Sample (naive) multi-database garbage collection implementation

Assume we have a mapping {storage_name -> storage} and a function, get_references, that returns object references from a storage, where object references are either oids, or storage_name and oid pairs for cross-database references.

Here is a high-level sample multi-database pack implementation. It is optimized for simplicity and readability, not scalability or efficiency. The intent is to show that external GC is possible with the given APIs?. Actual implementations will need lots of optimizations to be scalable.

import transaction

def pack(storages):

    # Step 1: collect references
    refs = {}
    tids = {}
    for name, storage in storages.items():
        for trans in storage.iterator():
            for record in trans:
                oid = name, record.oid
                tids[oid] = record.tid
                orefs = refs.setdefault(oid, set())
                for roid in get_references(record.data):
                    if isinstance(roid, str):
                        roid = name, roid
                    orefs.add(roid)

    # Step 2: Do gc.  Traverse objects starting from roots.
    # As we reverse references, we remove from tids.
    # At end, the tids contain garnage to be removed.
    to_do = set((name, '\0'*8) for name in storages)
    while to_do:
        oid = to_do.pop()
        if oid in tids:
            _ = tids.pop(oid)
            for roid in refs[oid]:
                if roid in tids:
                    to_do.add(roid)

    # Step 3: Take out the trash
    txn = transaction.begin()
    for storage in storages.values:
        storage.tpc_begin(txn)
    for (name, oid), tid in tids.items():
        for oid in oids[name]:
            storages[name].deleteObject(oid, tid, txn)

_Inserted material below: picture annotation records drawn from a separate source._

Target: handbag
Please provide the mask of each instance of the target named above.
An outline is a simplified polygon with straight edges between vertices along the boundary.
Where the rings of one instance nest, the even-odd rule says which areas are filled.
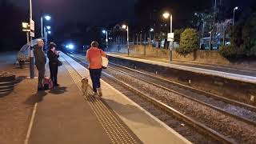
[[[106,57],[102,56],[101,50],[100,50],[100,53],[101,53],[101,62],[102,62],[102,69],[106,69],[107,65],[109,64],[109,59]]]
[[[50,90],[54,87],[54,82],[53,81],[47,77],[45,77],[43,79],[43,85],[45,90]]]
[[[58,59],[58,66],[62,66],[62,62]]]

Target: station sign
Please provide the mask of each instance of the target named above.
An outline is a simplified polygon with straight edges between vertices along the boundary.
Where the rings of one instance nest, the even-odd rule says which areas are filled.
[[[30,37],[34,37],[34,22],[33,19],[30,20]]]

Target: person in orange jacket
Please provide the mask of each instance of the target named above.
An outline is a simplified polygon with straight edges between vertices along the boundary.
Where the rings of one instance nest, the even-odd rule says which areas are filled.
[[[100,83],[102,70],[102,56],[106,56],[102,50],[98,48],[98,43],[97,42],[92,42],[90,46],[91,47],[86,52],[86,59],[89,62],[90,75],[93,82],[94,96],[98,94],[98,96],[102,97],[102,93]]]

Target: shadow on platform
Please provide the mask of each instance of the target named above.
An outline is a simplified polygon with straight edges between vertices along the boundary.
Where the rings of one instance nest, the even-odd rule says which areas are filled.
[[[150,121],[150,119],[151,118],[148,118],[148,119],[141,118],[142,113],[145,113],[145,112],[139,110],[139,108],[138,108],[135,106],[130,105],[130,104],[122,104],[110,99],[102,99],[98,97],[94,98],[93,95],[90,95],[89,97],[90,98],[88,98],[86,101],[90,102],[97,102],[97,99],[102,102],[103,104],[107,107],[107,109],[110,110],[111,113],[115,116],[115,118],[119,118],[117,115],[117,114],[114,112],[117,110],[118,110],[118,111],[123,114],[122,114],[122,117],[125,117],[126,119],[129,119],[129,121],[132,121],[134,122],[138,122],[138,123],[142,123],[143,126],[154,126],[156,127],[160,127],[160,125],[155,125],[154,122]],[[116,110],[114,111],[110,106],[115,107]],[[122,122],[122,121],[119,119],[119,122]]]
[[[49,93],[53,94],[61,94],[65,92],[67,92],[66,89],[67,89],[67,87],[66,87],[66,86],[57,86],[57,87],[51,89]]]
[[[25,103],[26,105],[34,106],[34,103],[42,102],[43,100],[43,97],[45,97],[46,94],[47,93],[45,91],[39,91],[28,98]]]

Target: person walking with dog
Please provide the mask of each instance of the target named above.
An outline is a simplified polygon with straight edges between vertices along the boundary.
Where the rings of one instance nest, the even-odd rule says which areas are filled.
[[[38,91],[44,90],[43,79],[45,78],[46,58],[42,51],[44,42],[42,39],[37,41],[37,45],[34,46],[34,55],[35,58],[35,66],[38,70]]]
[[[61,65],[60,61],[58,59],[59,57],[59,52],[56,50],[56,46],[55,43],[50,42],[49,45],[49,50],[47,52],[50,79],[53,81],[54,86],[59,86],[59,84],[58,84],[58,67]]]
[[[98,94],[102,97],[102,89],[100,78],[102,70],[102,57],[106,57],[105,52],[99,49],[98,43],[97,42],[92,42],[91,47],[86,52],[86,59],[89,62],[89,70],[90,78],[93,82],[93,89],[94,96]]]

    for storage in storages.values:
        storage.tpc_vote(txn)
    for storage in storages.values:
        storage.tpc_finish(txn)

It's reasonable to ask whether scalable implementations are possible with the given implementation. I think they are, as I've thought of some. :) I suggest, however, that we view the API as experimental until scalable efficient implementations are available. An implementation will be judged to be scalable and efficient enough if it is at least as scalable and efficient as current non-external gc implementations. Of course, this will depend to some degree on the storages considered. FileStorage is certainly an important case.